The clothing selections in the film make the viewer feel like a fly on the wall at a classy, upscale party. Aside from his brief stint in prison, Ocean is never seen without a crisp, expensive black suit and his cohorts are all in suits and ties. Since the heist takes place the night of a big boxing fight, the women are in long ball gowns and men in suits and tuxedos. The clothing takes away any notion of grunge that could be associated with con artist and thieves and replaces it with a look of intelligence that almost commands respect. The suaveness makes the viewer like Ocean and feel badly for him that his wife left him, even though it was completely his fault.

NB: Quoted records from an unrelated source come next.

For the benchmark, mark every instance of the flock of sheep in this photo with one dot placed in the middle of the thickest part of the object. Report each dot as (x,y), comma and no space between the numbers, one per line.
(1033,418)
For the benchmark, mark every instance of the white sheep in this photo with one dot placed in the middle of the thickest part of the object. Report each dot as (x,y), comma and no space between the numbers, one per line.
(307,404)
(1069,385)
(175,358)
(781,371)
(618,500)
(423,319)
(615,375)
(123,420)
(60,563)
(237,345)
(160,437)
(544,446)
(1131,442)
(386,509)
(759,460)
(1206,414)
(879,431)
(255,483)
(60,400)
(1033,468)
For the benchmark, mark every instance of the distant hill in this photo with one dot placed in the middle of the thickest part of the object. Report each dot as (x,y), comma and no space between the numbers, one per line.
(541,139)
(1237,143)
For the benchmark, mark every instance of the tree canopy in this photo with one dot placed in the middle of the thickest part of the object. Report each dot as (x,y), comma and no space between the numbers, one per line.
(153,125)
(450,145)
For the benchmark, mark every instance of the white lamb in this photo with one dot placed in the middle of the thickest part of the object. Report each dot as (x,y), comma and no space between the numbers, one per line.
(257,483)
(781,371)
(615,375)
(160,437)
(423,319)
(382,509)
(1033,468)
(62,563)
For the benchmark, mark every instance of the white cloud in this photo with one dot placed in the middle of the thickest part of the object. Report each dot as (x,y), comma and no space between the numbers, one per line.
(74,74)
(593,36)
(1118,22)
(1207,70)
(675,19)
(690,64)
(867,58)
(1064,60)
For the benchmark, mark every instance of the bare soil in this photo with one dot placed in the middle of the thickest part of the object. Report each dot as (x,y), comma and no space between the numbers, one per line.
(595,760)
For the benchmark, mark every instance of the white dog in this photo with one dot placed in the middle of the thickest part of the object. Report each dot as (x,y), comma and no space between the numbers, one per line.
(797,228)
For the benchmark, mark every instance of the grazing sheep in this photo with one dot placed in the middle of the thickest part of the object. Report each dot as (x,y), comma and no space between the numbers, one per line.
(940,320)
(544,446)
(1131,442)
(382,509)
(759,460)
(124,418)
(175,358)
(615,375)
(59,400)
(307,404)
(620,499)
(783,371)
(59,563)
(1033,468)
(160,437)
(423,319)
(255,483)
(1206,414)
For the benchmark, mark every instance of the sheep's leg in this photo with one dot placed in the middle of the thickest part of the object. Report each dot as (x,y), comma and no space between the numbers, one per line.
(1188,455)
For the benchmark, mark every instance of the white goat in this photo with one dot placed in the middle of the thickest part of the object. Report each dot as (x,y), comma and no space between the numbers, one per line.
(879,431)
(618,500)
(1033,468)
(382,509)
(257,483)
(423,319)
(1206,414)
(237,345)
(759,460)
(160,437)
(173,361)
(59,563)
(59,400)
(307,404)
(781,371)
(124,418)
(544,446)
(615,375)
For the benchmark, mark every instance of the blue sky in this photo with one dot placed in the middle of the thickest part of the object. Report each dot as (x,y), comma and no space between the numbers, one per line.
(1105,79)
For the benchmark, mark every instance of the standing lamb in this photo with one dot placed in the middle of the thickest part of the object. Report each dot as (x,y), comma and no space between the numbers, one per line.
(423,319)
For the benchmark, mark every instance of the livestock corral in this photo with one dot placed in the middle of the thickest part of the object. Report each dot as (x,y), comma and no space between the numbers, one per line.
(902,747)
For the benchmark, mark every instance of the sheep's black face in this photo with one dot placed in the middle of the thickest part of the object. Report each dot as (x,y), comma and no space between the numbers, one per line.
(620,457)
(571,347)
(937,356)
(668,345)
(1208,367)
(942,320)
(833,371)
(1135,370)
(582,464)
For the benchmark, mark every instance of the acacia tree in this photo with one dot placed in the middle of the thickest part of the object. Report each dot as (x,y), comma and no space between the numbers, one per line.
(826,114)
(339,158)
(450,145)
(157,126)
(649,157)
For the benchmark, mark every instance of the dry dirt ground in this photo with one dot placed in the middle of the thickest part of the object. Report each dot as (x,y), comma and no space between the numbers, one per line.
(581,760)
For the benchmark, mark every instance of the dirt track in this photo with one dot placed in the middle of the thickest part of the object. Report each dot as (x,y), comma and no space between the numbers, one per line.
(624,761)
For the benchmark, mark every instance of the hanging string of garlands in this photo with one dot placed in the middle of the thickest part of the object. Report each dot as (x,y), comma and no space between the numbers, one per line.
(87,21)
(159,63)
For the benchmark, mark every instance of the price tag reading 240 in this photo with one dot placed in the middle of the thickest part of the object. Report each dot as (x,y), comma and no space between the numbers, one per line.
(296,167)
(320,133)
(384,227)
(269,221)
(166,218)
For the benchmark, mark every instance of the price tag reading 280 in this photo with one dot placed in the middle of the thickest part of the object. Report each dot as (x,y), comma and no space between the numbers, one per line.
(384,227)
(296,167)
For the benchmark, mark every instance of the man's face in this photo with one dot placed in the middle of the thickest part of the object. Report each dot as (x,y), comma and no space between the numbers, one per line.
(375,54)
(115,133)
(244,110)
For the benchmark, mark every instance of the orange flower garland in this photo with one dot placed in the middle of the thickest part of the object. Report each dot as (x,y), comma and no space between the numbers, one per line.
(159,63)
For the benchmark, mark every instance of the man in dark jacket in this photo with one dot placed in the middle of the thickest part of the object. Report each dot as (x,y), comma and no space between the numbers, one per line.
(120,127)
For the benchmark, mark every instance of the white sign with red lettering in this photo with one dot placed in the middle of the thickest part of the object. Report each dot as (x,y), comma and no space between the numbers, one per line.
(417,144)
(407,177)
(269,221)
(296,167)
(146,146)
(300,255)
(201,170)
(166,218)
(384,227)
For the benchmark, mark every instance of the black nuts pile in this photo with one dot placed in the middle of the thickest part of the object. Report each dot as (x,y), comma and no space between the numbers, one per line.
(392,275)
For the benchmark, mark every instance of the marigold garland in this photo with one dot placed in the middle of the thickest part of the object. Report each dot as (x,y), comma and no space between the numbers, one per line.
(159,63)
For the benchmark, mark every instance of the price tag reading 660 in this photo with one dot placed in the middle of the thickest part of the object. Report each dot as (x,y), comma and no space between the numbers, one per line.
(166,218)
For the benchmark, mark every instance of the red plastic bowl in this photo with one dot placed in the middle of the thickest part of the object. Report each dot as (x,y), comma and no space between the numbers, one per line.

The casino look is completed with the high rollers in tuxes, the dealers in shiny red and gold, and the other gamblers in tacky trying-to-impress clothing. Outfits are even used as disguises throughout whether it's as a casino board member, a hotel staff, or a S.W.A.T team member. It's clear that the costumes were carefully chosen in order to convey the feeling of class.
In this film, the costumes make the setting and set the mood for the film rather than the other way around. They could be in a slimy basement crawling with bugs, but dressed in their suave attire and slick hair, it would look like the Plaza. The mood is created by the costumes as well, since they look like respectable men who are almost too intelligent.